Scientifically, there is no known test to detect and prove a ‘chemical imbalance’ in any mental health condition let alone ‘bi-polar’. This is myth that has been spread for years by the psychiatric system and pharmaceutical industries and to continue to do so does create adverse social, political and psychological implications. Many academics, survivors/service users, psychologists and psychiatrists have campaigned about this controversy within psychiatry for decades and continue to do so. Please note the evidence we provide below.
“When considering possible causes of ‘manic depression’, the prevailing medical view again favours physical causes such as a brain biochemical imbalance or genetic defect, despite the fact that no biochemical or genetic abnormality has been identified regarding what is called ‘manic depression’ or ‘bi-polar disorder.” (Lynch 2004 p.217) (Psychotherapist and General Practitioner)
“People have become willing recipients of the idea that their problems emanate from a chemical imbalance in their brains. The idea has diffused into public consciousness, fundamentally changing the way we view ourselves and the nature of our experience. (Rose 2004 cited in Moncrieff 2008 p.238)

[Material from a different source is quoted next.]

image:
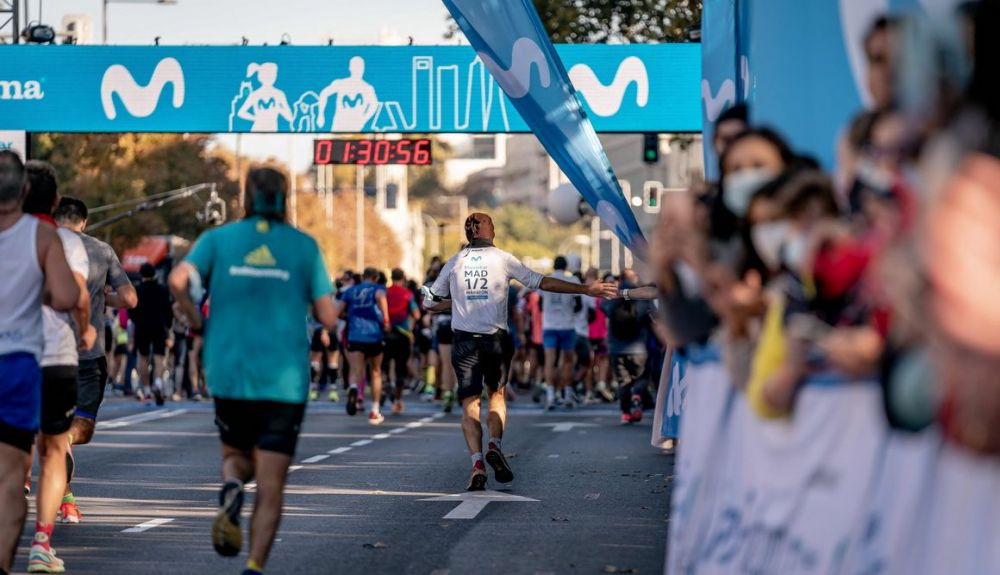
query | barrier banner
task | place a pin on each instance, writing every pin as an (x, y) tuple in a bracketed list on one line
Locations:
[(511, 41), (830, 490)]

Therefore it concerns us that this misinformation continues to be spread to your viewers (who are already being subjected to this misleading information daily in society). We feel it is wrong to continue to propagate such unproven theories, until a time comes when they may be substantiate by reliable and valid evidence.
Likewise, by saying someone is suffering from a ‘chemical imbalance’ (implying they have a biological mental illness akin to a physical illness) and so cannot help themselves, unintentionally stigmatises those who are assumed not to have a ‘pathological brain illness’ yet are still suffering from acute emotional distress. It implies that a ‘biological brain disorder’ is acceptable and therefore society should not stigmatise, as these people cannot help the way they are. However, by propagating such a myth, this has unwittingly sent the wrong message to your viewers that if you are suffering from severe emotional distress brought about by acute childhood trauma, difficult adult circumstances or other serious external/environmental factors in your life, then it is ok to stigmatise as this person can help themselves. Suggesting an internal ‘biological’ cause for distress immediately isolates and stigmatises many people deemed not to fall into this ‘illness’ group. And yet, as we already reiterate, there is no known evidence for a ‘chemical imbalance’ and ironically stating this causes more stigma than it avoids!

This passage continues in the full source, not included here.